# A thought on preaching...



## markkoller (Jun 22, 2010)

"That is not the best sermon which makes the hearers go away talking to one another and praising the speaker, but which makes them go away thoughtful and serious, and hastening to be alone." Bishop Burnet


----------



## Porter (Jul 9, 2010)

Judging a sermon based on audience reception and response is not the best measure of its value/effectiveness. The thrust of the quote is most certainly - though innocuous at the same time - opinion, but carries a measure of truth, that being, a sermon that elicits praises for the speaker may in fact not be the best sermon. With that said, talking to one another after the sermon - about the sermon, if well received - is wholesome and indicative, usually, of a sermon well-preached. Much more could be said, but the quote is a subjective estimation of the benchmark for sermon value. The measure of a good sermon, ultimately, is not seen in hearer response but in its faithfulness to the Word.


----------



## Jack K (Jul 10, 2010)

With sermons I like (we won't mention those I don't like), I often have the response of appreciating it and the preacher. I tell my wife he preached well today. I feel encouraged that the preacher is doing a good job. I judge the sermon and the preacher, and I approve.

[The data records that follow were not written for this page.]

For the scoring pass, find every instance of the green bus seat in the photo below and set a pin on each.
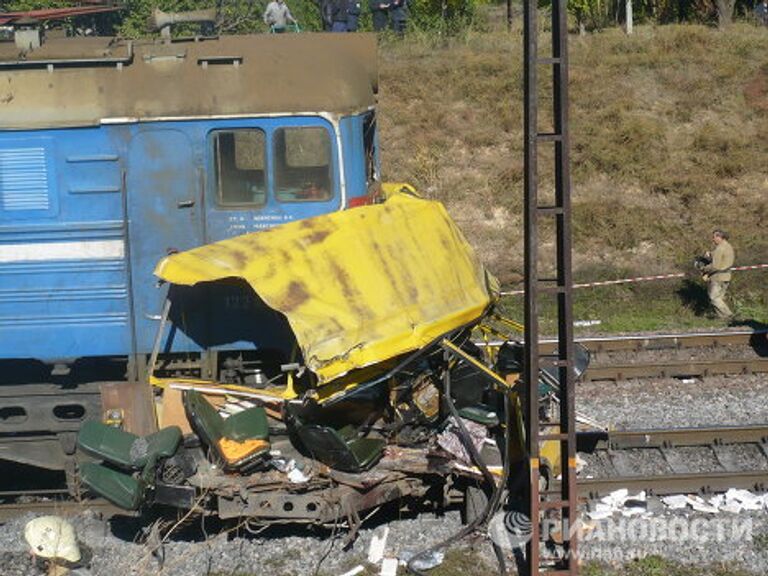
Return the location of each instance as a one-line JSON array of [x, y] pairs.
[[121, 489], [125, 449], [481, 414], [237, 441], [341, 449]]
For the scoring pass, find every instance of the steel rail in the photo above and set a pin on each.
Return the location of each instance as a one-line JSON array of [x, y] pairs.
[[9, 510], [659, 485], [676, 369], [675, 437], [639, 342], [679, 481]]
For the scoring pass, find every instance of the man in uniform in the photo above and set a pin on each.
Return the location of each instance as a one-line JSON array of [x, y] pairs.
[[718, 273], [277, 16], [380, 13]]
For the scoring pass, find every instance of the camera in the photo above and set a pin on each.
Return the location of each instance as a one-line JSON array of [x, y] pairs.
[[701, 262]]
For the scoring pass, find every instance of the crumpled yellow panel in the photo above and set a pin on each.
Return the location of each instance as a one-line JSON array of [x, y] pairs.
[[358, 287]]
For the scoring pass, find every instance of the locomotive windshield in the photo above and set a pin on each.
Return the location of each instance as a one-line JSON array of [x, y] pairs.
[[240, 164], [302, 164], [302, 169]]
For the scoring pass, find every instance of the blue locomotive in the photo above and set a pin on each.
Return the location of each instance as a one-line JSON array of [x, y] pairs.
[[114, 154]]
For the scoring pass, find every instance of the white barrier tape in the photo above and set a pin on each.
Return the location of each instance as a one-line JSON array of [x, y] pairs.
[[640, 279]]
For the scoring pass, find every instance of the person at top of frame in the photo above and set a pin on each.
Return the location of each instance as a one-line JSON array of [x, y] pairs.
[[718, 273], [277, 16]]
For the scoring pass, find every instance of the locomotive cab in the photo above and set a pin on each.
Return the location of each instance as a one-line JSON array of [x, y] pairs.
[[116, 153]]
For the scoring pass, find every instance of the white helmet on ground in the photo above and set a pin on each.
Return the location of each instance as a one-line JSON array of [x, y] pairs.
[[52, 537]]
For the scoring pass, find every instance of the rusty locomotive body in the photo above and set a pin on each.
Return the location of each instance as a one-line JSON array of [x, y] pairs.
[[115, 153]]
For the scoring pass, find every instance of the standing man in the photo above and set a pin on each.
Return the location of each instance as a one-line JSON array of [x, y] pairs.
[[340, 15], [277, 16], [399, 14], [761, 12], [380, 13], [718, 273], [353, 15]]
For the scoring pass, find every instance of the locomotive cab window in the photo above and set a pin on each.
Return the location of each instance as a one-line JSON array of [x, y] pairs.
[[239, 157], [303, 170]]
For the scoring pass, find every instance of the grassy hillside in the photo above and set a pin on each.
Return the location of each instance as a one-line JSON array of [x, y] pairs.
[[669, 135]]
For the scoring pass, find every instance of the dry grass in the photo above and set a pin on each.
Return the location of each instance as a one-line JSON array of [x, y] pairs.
[[668, 133]]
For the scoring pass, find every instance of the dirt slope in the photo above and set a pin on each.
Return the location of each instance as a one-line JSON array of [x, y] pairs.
[[669, 133]]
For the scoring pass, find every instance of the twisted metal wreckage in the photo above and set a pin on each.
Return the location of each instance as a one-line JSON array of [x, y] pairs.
[[366, 388]]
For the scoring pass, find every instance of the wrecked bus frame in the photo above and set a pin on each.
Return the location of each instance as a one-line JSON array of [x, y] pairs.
[[371, 391]]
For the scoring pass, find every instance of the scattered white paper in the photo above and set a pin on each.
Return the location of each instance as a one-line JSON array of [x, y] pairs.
[[675, 501], [389, 567], [296, 476], [700, 505], [377, 545]]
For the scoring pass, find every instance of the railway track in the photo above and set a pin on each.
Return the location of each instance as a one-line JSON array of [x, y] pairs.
[[43, 505], [754, 340], [721, 441]]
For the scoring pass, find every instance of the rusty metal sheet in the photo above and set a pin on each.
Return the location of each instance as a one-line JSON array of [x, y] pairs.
[[251, 75], [358, 287]]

More rarely, the sermon actually gets to my heart. It judges me, and I worship God or I repent.

I think the above quote is suggesting a sermon that illicits my second response beats one that gets the first. In that, I would agree.


----------



## CNJ (Jul 10, 2010)

Learning something, wanting to learn more, wanting to draw closer to the Lord. Hindrances for me include poor grammar and poor Toastmaster/speaking skills. However, I forgive the later if I have the first.


----------



## MarieP (Jul 10, 2010)

markkoller said:


> "That is not the best sermon which makes the hearers go away talking to one another and praising the speaker, but which makes them go away thoughtful and serious, and hastening to be alone." Bishop Burnet


 
Although the best sermons should also make the hearers go away talking to one another about how great GOD is!!!


----------